Figure 6.

Schematic model of nonshivering thermogenesis induced by cold and iBAT removal in Brandt’s voles. The box represents cold-induced thermogenesis of tissues, and the circle represents the effect of iBAT removal. Yellow dashes represent no significant change in indicators. Cold acclimation induces browning of WAT, and results in up-regulation in the levels of TH, PGC-1α, UCP1 and DIO2 for thermogenesis in iBAT, but does not affect BAT in other sites except for increased PCNA level. Upregulation of PGC1a would promote mitochondrial biogenesis in the muscle (assisted by COXII & CSY) that will support SLN-mediated thermogenesis.

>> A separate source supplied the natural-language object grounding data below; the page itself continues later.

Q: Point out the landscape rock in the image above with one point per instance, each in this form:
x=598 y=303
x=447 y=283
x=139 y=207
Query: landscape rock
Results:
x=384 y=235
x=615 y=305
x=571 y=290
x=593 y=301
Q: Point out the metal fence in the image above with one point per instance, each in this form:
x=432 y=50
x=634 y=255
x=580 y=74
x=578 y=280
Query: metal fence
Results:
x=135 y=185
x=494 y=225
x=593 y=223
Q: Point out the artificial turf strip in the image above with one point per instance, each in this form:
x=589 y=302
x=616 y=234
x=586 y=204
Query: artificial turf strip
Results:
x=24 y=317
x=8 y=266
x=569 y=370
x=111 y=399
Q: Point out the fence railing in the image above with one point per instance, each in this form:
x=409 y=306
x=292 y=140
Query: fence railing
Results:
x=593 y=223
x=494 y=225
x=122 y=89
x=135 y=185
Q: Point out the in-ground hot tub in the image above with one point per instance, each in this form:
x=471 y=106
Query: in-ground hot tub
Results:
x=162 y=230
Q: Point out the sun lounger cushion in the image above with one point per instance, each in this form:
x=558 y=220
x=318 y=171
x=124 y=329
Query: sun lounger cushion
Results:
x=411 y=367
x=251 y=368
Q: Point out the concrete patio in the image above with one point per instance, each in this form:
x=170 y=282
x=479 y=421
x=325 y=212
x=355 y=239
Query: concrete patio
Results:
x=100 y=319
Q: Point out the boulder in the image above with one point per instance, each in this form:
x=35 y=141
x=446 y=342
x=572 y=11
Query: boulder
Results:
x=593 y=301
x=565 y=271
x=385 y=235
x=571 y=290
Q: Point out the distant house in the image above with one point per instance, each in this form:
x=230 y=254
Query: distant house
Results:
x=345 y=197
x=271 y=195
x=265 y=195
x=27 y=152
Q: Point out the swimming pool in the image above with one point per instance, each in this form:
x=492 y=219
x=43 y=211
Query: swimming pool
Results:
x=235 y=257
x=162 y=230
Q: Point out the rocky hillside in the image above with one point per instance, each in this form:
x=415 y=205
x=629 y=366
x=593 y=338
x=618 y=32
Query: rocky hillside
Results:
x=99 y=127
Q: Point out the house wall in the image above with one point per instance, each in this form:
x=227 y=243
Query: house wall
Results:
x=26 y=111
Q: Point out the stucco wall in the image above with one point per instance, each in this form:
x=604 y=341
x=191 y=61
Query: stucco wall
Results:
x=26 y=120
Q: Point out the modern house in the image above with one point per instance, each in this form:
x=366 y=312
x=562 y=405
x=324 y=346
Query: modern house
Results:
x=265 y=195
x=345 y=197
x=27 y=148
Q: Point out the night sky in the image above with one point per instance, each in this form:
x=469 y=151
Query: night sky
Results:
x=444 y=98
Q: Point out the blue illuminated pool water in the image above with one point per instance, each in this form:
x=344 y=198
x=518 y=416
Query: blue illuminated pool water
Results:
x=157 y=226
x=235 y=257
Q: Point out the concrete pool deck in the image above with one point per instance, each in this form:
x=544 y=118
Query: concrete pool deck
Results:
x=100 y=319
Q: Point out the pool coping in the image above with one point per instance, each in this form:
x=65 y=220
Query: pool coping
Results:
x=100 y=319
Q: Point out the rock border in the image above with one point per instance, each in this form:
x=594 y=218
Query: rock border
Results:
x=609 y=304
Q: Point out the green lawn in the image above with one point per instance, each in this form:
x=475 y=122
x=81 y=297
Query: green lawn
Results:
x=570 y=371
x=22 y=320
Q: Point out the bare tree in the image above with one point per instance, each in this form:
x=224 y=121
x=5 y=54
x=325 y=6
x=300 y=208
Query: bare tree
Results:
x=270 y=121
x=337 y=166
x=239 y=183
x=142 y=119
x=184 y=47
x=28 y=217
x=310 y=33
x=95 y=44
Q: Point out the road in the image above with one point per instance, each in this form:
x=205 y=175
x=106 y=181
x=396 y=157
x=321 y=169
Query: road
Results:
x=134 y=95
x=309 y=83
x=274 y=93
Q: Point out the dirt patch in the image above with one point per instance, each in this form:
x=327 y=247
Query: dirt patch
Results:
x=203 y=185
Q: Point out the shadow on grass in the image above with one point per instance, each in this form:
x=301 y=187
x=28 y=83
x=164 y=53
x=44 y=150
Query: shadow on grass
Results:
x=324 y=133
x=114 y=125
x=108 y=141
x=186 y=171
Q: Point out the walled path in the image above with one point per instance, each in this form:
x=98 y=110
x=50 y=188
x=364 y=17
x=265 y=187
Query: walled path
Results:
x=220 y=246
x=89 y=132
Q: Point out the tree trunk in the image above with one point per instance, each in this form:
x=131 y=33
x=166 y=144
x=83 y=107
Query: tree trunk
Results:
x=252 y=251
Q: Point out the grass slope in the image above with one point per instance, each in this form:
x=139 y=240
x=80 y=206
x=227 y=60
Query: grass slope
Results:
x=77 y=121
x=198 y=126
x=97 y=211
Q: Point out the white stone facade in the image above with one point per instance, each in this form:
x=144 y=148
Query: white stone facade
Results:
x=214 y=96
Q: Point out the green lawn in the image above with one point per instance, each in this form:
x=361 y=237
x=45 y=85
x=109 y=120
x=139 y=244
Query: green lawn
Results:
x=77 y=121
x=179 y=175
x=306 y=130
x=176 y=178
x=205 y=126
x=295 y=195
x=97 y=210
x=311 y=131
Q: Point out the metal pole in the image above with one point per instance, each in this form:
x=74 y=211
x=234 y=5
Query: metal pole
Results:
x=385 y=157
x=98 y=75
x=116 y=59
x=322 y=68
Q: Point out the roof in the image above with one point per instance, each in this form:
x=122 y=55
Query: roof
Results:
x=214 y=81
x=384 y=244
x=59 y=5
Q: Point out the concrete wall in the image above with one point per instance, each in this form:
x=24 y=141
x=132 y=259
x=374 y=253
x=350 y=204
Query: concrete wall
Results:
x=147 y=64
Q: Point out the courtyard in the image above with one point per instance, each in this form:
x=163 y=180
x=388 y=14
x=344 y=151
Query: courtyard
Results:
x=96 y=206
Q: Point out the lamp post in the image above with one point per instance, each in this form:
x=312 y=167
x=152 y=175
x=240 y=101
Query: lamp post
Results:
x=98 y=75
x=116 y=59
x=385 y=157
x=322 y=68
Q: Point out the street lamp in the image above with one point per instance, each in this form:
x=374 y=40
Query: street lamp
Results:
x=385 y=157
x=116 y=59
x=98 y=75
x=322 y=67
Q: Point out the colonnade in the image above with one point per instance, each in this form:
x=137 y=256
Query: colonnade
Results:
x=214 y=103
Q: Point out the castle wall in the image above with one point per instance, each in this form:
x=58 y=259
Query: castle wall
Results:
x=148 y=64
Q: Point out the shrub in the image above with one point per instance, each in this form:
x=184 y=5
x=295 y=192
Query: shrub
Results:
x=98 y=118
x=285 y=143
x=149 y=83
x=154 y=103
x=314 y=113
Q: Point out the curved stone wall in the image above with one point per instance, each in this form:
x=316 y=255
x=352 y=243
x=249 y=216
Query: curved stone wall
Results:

Upregulated RyR1 will increase leak and cytosolic Ca²⁺ that will activate muscle NST. Cold enhanced thermogenesis indicated by increased expression of SERCA, but with no change in UCP3. IBAT removal induced supplement in WAT browning and muscle metabolism and thermogenesis indicated by increased expression of ACACβ and RYR1. WAT, white adipose tissue; iBAT, interscapular brown adipose tissue; UCP1, uncoupling protein 1; TH, tyrosine hydroxylase; PGC-1α, peroxisome proliferator-activated receptor gamma coactivator 1-alpha; PPARγ, peroxisome proliferator-activated receptor gamma; DIO2, deiodinase iodothyronine type II; PCNA, proliferating cell nuclear antigen; CSY, citrate synthetase; ACACβ, acetyl-CoA carboxylase beta; COX II, cytochrome C oxidase subunit II; SERCA, sarcoplasmic endoplasmic reticulum Ca²⁺-dependent adenosine triphosphatase; SLN, sarcolipin; RyR1, the type 1 ryanodine receptor; UCP3, uncoupling protein 3; NST, nonshivering thermogenesis.